Она поставила судно у двери, несмело шагнула на ковер. Камин горел. Хозяин сидел на низкой скамейке, обхватив колени руками, и смотрел на огонь.
— Сядь, — сказал он.
Уля аккуратно опустилась в кресло, и оно мягко обхватило ее со всех сторон. Хозяин сидел вполоборота, и Уля стала рассматривать его породистую руку с длинными пальцами, темные волосы над высоким гладким лбом. «Как похож на ту, на портрете, — подумала Уля. — Они все, Симагины, похожи друг на друга».
— Ну что, как там? — спросил вдруг хозяин.
— Еще поживет… — и с удивлением от собственных слов подумала: «Зачем я так сказала?» Она только хотела сказать, что сердце у бабушки крепкое и смерть наступит не сегодня и не завтра. Но это «еще поживет» можно было понять и так, что она надеется на выздоровление его матери. Зачем она его обманула?
Хозяин взял щипцы и стал поправлять горячие поленья. Огонь побежал по их продолговатым телам, зазмеился в глубоких трещинах.
— Тяга плохая, — сказал он глухо.
На кухонных часах одиннадцать раз прокуковала кукушка. В гостиную заглянул Алик, постоял на пороге нерешительно, размышляя, зайти или нет, потом тихо прикрыл дверь.
— Устала? — спросил хозяин.
— Нет.
— Ты в больнице работаешь?
— Я учусь.
— Куда пойдешь потом работать?
— В онкологию.
— Хочешь победить рак? — усмехнулся хозяин.
— Нет, это не мое призвание. — Уля осторожно высвободилась из кресла и встала. — Я пойду, а то бабушка проснется.
— Иди, иди, — и, когда Уля уже взялась за ручку двери, спросил, будто очнувшись: — Какое же у тебя призвание?

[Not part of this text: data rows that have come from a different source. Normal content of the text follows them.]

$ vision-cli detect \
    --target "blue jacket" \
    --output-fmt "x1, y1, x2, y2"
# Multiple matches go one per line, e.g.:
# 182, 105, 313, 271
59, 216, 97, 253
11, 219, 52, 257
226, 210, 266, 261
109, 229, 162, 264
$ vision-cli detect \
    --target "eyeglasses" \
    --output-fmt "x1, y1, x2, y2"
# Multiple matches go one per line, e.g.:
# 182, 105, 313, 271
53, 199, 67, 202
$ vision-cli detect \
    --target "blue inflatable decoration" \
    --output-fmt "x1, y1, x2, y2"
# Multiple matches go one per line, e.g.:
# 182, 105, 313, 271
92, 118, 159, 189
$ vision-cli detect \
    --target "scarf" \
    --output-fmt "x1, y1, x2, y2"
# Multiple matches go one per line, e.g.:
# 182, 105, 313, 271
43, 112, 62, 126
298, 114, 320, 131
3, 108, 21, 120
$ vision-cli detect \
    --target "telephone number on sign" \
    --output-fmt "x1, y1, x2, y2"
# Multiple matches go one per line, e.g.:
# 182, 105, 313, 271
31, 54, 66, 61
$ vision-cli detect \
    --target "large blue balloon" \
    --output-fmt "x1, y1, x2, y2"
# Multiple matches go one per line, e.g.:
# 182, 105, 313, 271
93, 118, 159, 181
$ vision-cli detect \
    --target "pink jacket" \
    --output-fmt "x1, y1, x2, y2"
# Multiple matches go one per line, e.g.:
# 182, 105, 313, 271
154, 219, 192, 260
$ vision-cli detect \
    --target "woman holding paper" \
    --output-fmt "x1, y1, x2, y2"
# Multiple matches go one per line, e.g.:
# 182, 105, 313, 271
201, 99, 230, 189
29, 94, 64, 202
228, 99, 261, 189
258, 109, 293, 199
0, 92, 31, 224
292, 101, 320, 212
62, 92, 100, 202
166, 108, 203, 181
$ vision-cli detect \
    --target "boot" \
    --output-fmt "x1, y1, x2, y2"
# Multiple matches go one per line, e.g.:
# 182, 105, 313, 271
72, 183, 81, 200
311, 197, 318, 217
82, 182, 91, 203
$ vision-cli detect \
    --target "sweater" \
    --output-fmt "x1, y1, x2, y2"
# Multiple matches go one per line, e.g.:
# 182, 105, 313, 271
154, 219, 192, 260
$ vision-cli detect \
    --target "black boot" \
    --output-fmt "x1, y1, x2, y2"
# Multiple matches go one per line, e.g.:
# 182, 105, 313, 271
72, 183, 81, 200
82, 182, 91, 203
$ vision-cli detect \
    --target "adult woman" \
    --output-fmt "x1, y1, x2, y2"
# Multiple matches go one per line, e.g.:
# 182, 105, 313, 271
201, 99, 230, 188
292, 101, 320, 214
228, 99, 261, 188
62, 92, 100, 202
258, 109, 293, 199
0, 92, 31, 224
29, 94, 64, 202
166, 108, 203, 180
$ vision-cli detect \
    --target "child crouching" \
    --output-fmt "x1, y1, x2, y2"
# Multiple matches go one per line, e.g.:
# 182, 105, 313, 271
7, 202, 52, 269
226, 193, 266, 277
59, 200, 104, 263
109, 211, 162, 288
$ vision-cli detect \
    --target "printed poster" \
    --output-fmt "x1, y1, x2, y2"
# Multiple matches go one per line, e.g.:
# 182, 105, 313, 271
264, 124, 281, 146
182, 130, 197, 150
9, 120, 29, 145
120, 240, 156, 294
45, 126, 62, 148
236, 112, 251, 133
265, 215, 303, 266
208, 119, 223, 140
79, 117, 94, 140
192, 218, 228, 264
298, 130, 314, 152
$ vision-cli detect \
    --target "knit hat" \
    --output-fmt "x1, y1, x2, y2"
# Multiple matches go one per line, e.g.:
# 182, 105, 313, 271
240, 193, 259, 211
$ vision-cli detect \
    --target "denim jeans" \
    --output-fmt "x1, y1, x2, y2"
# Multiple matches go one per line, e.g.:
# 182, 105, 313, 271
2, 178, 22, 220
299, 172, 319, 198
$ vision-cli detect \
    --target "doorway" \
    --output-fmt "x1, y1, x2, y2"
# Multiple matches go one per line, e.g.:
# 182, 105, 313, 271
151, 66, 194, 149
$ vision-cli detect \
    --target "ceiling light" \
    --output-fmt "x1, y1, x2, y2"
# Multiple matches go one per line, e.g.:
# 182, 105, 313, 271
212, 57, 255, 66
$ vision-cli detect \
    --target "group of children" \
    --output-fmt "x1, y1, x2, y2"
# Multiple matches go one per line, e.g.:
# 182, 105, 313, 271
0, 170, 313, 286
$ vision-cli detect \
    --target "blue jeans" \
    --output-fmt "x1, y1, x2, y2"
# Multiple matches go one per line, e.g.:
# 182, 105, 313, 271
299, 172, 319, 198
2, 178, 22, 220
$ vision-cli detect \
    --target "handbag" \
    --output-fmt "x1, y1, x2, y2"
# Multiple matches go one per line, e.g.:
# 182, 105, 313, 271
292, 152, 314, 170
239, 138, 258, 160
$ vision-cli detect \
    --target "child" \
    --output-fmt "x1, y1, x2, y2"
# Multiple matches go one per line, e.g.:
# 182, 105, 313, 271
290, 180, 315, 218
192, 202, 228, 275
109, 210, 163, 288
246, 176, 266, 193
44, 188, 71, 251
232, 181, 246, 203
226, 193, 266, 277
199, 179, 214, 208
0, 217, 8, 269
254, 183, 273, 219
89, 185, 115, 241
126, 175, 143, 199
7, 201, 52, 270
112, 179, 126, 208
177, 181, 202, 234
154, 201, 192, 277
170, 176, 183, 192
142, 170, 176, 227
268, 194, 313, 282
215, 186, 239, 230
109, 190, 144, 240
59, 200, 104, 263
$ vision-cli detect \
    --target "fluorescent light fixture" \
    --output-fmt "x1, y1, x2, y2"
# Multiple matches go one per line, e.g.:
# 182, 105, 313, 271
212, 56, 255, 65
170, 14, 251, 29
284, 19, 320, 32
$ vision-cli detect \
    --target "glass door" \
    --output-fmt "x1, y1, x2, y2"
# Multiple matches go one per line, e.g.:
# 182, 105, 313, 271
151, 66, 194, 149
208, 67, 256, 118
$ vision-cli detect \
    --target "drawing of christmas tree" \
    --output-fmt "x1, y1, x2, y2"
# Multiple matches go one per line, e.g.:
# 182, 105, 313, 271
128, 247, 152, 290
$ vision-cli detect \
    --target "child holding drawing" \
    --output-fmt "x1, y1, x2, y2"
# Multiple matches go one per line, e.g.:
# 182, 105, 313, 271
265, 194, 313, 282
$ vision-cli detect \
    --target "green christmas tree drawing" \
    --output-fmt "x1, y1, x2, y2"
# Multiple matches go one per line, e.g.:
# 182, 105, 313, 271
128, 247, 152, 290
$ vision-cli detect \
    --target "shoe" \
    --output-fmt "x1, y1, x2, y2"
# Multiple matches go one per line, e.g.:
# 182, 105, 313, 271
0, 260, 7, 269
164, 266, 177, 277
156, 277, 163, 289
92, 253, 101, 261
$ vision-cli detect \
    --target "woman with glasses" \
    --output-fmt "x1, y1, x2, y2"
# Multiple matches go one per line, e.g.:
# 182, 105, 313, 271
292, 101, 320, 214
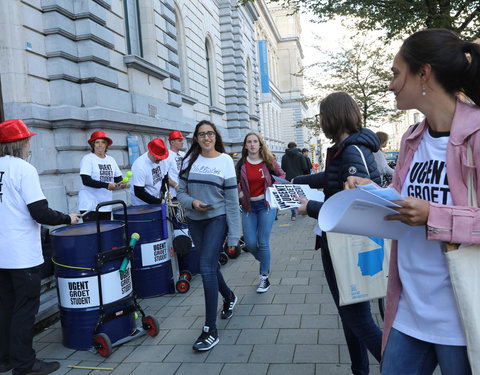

— Я хочу ухаживать за теми, которых уже никто не лечит. За безнадежными.
Он круто повернулся.
— Вот как? Безнадежными…
Хозяин смотрел на Улю печальным, покорным взглядом, но словно не видел ее. И выражением лица, и беспомощно опущенными плечами он был сейчас похож не на ту молодую, что на портрете, а на ту, что лежала в угловой комнате и отрешенно смотрела в сад.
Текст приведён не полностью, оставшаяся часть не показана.